Getting Started
CostKey is an SDK that auto-tracks every AI API call's cost, tokens, and latency. One line of code, zero wrappers, zero proxies.
Install
- Python
- TypeScript
pip install costkey
npm install costkey
Initialize
Get your DSN from the CostKey dashboard or by running costkey init my-project.
- Python
- TypeScript
import costkey
costkey.init(
dsn="https://ck_your_key@app.costkey.dev/your_project_id",
release="v1.0.0", # Track cost per deploy
)
import { CostKey } from 'costkey'
CostKey.init({
dsn: 'https://ck_your_key@app.costkey.dev/your_project_id',
release: 'v1.0.0', // Track cost per deploy
})
That's it
Every AI API call your app makes is now tracked automatically.
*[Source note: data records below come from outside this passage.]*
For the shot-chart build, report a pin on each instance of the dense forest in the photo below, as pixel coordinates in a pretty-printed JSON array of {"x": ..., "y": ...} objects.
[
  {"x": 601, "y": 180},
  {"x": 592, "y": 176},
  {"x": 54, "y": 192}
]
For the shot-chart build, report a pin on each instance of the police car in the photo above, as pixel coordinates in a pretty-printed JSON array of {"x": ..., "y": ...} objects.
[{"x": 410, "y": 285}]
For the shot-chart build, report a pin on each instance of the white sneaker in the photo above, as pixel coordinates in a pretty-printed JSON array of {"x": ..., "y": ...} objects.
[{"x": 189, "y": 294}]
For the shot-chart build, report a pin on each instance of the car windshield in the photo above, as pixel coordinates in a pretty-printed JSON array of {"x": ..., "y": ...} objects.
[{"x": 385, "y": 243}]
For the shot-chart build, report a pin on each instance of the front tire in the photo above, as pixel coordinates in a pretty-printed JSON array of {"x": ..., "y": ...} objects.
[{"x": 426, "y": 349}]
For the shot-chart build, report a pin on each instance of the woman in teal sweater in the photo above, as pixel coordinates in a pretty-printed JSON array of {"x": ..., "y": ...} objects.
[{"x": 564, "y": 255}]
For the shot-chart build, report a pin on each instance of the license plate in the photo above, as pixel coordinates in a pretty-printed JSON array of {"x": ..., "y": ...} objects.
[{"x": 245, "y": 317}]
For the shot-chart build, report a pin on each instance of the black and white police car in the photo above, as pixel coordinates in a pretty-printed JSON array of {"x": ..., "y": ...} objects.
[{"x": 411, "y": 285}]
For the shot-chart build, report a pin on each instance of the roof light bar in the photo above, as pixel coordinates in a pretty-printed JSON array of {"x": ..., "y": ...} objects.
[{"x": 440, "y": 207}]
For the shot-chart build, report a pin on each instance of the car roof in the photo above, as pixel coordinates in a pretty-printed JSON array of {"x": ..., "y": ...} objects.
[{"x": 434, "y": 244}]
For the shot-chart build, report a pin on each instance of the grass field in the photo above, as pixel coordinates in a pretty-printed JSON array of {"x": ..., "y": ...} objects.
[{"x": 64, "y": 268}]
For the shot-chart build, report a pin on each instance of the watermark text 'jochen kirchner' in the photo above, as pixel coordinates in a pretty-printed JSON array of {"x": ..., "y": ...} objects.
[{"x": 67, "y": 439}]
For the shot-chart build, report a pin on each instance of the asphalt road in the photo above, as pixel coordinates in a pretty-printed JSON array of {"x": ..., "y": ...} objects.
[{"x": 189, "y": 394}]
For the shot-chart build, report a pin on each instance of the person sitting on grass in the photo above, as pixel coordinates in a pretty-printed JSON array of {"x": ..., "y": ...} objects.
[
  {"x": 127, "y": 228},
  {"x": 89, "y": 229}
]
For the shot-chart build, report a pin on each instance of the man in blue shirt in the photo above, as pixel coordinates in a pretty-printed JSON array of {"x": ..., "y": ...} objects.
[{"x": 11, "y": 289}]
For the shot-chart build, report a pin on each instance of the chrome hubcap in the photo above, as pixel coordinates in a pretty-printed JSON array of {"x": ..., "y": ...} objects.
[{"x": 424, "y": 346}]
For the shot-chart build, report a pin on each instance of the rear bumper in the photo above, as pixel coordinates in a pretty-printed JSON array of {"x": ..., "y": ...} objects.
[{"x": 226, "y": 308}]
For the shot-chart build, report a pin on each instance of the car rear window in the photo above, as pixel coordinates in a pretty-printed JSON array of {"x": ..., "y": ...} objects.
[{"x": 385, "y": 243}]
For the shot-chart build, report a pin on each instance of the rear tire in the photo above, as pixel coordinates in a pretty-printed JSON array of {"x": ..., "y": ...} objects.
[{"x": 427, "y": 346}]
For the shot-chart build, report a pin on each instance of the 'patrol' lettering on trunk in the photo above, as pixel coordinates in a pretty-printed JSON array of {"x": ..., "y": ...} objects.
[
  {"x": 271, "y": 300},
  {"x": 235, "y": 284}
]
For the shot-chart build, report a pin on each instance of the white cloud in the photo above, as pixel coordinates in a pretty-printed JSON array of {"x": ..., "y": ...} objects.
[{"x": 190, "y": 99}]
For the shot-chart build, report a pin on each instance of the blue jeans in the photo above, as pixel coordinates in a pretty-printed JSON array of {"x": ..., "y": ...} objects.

No wrappers, no decorators, no code changes.
- Python
- TypeScript
import costkey
from anthropic import Anthropic
costkey.init(dsn="https://ck_your_key@app.costkey.dev/your_project_id")
client = Anthropic()
# This call is automatically tracked — cost, tokens, latency, stack trace
response = client.messages.create(
model="claude-sonnet-4-5-20250514",
max_tokens=1024,
messages=[{"role": "user", "content": "Explain quantum computing in one paragraph"}],
)
print(response.content[0].text)
import { CostKey } from 'costkey'
import OpenAI from 'openai'
CostKey.init({ dsn: 'https://ck_your_key@app.costkey.dev/your_project_id' })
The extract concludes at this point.